Sanders was born Aug. 25, 1946, in Richlands, N.C. He was only 2 when his mother died. His father spent most of his life in the Army, thus leaving Sanders to be raised by an aunt in Greensboro, N.C. In high school, Sanders was a star on the football and basketball teams. At the University of Minnesota, he played on defense until his senior year when he switched to offense, leading the team in receptions.
He was drafted in the third round by the Lions. Almost immediately he was an impact player, earning a spot at the Pro Bowl in his rookie year.
“Just a tremendously great athlete,” Hall of Fame cornerback Lem Barney, Sanders’ teammate with the Lions for 10 years, told the Detroit Free Press upon learning of his friend’s death. “He was always a believer that we could win. He always thought if he could get the quarterback to throw it to him, he was going to catch it. He made some acrobatic catches. I’m telling you, one-legged, one arm in the air, floating through the air almost like Superman.
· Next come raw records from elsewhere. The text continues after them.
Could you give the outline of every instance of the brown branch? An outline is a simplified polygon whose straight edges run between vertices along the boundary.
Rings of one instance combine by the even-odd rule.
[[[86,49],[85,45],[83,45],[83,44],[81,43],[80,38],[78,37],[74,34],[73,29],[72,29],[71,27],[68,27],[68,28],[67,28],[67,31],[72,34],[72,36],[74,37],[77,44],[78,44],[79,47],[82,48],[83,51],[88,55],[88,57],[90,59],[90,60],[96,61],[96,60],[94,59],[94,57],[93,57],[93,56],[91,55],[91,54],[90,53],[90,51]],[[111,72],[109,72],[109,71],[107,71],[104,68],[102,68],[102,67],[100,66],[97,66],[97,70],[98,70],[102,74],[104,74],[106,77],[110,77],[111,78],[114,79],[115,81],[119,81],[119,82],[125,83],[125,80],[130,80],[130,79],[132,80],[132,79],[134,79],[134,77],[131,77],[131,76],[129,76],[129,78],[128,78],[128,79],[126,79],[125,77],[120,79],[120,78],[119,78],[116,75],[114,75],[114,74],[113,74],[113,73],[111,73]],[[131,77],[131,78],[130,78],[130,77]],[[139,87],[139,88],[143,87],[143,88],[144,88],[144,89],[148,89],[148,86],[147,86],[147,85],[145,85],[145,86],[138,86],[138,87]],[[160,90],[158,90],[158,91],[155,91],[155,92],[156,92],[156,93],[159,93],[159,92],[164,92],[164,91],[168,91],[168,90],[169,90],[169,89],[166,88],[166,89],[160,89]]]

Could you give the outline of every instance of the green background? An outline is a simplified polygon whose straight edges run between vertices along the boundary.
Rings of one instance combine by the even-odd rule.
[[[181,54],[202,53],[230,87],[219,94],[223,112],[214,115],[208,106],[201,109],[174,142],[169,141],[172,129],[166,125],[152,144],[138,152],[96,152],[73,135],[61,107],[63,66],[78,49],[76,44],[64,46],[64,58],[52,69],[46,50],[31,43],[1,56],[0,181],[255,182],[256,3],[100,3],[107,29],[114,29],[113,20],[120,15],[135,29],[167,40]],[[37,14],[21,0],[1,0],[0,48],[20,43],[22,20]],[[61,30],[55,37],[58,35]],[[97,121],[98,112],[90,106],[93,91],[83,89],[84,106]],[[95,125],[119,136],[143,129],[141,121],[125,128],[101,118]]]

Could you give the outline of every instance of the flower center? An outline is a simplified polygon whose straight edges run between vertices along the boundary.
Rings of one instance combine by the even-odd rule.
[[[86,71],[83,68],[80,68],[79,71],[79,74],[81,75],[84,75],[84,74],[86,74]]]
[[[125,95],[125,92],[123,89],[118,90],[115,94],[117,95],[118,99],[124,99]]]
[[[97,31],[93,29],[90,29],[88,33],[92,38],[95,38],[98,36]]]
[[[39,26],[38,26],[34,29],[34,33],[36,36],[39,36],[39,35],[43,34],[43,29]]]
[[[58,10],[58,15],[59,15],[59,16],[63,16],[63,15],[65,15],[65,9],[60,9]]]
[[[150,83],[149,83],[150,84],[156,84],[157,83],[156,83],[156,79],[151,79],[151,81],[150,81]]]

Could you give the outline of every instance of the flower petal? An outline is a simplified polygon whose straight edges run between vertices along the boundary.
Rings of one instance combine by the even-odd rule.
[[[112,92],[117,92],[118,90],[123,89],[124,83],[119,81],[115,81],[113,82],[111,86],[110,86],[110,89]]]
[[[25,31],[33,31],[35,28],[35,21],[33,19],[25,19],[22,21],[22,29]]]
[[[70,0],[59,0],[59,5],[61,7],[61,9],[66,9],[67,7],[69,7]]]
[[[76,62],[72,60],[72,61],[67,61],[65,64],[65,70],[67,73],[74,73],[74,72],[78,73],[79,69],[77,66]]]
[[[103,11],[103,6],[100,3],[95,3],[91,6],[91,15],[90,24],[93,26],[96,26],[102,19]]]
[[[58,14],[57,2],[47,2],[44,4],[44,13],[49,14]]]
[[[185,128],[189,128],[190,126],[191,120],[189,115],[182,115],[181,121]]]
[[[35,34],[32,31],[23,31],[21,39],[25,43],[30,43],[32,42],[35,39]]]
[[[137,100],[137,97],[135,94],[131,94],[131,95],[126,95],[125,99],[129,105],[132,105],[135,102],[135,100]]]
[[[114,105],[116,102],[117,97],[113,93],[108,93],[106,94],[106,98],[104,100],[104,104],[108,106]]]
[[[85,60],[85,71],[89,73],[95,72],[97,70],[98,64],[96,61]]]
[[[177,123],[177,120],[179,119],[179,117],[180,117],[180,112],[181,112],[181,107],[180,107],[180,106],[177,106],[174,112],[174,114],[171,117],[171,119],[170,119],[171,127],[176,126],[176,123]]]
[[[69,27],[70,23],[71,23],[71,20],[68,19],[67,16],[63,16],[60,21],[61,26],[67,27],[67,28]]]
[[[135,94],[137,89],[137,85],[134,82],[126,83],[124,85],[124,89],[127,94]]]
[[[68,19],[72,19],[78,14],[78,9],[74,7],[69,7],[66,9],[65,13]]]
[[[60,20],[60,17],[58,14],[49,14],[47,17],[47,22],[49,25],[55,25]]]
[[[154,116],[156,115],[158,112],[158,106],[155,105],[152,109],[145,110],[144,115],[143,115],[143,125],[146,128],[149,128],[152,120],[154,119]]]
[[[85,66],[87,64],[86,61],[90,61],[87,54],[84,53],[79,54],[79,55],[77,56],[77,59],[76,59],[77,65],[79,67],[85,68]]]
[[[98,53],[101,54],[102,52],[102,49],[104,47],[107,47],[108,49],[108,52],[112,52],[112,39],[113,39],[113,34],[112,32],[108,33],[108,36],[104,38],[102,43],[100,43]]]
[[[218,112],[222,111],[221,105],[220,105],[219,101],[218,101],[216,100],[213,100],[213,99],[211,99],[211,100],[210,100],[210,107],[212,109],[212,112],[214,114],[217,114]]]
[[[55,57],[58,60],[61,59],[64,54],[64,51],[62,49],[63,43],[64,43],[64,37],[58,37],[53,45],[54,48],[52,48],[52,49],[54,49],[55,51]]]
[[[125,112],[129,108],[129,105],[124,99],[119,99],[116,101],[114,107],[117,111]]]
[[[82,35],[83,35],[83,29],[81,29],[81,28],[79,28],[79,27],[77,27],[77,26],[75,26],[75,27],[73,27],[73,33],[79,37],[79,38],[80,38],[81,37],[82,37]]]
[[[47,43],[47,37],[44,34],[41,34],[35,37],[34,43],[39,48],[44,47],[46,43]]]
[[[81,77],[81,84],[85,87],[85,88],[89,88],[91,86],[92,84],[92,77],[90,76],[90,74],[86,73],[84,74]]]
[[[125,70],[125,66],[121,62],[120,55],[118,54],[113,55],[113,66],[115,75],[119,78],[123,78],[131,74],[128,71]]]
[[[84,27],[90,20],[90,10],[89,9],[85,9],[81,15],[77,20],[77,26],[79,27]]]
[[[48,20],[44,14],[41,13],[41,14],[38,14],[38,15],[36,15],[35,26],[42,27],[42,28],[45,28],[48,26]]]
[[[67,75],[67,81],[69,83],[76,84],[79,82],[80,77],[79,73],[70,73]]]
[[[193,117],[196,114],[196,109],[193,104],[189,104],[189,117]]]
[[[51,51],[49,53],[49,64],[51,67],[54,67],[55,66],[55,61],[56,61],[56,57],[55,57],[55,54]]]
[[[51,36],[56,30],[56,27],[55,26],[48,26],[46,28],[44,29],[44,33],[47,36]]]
If you threw it to him, he was going to find a way to catch it.”
Many of the catches were spectacular, and hardly a week passed during his career when one of his catches didn’t make the top 10 highlights. The roar from his fans was often deafening, but Sanders would get up, brush himself off and line up for the next play.
Off the playing field, he was equally proficient, at first working as a broadcaster of the Lions’ games before taking on coaching and scouting assignments for his former team. Few former players worked with Lions as long as Sanders. His last position with the team was in player personnel, rising to become the assistant director, a job that was his until his death. Few former athletes were as committed to community relations as Sanders.
Sanders was deeply committed to the Detroit community and its youth in particular. “He was involved in everything,” said Greg Landry, one of the quarterbacks firing the passes to the tight end. “And if you wanted someone from the Lions to do something, Charlie Sanders would call you up and say, ‘What can I do to help the kids in Detroit?’ He was very good that way.”
When Landry was inducted into the Polish-American Hall of Fame, Sanders was there to introduce him as a film was shown of Sanders making a diving catch of a Landry pass. During his time at the podium, Landry said, “Hey, wait a minute now, I didn’t throw the ball that poorly all the time.
“But it seemed like Charlie, he would so concentrate on the ball that sometimes he’d lose his legs and he’d just dive out there and he’d never drop one,” Landry continued. “He’d just catch it in his hands and tuck and tumble and hit the ground. But he was a great athlete that way, and he was a blocker. He could hook people, hook linebackers or hook defensive ends because he was so strong. He had strong legs and he was strong in his arms, and he was a great blocker.”
In 2007, Sanders, who was known by fans as the “The Ultimate Lion,” was inducted into the Pro Football of Fame. He, along with Dave Casper of the Oakland Raiders, were the two tight ends named by the Hall of Fame selection committee to the National Football League’s all-decade team of the 1970s.
When Sanders, number 88, was inducted into the Hall of Fame, his speech was mainly devoted to thanking his family, coaches, teammates and his mother. “You see, my brothers and I lost my mother when I was 2,” he said. “Of all things I’ve done in football, and there have been a lot, there’s one thing that I really, really regretted. Many times I’ve seen athletes—college, professional—often look into the television and say, ‘Hi, Mom.’ I always thought that was very special and always something I’d want to do but couldn’t. So I take this time right here, right now in Canton, Ohio, at the Pro Football Hall of Fame to say, ‘Hi, Mom.’ Thank you for the ultimate sacrifice. This day belongs to you.”
But Sanders and his accomplishments belong to the ages.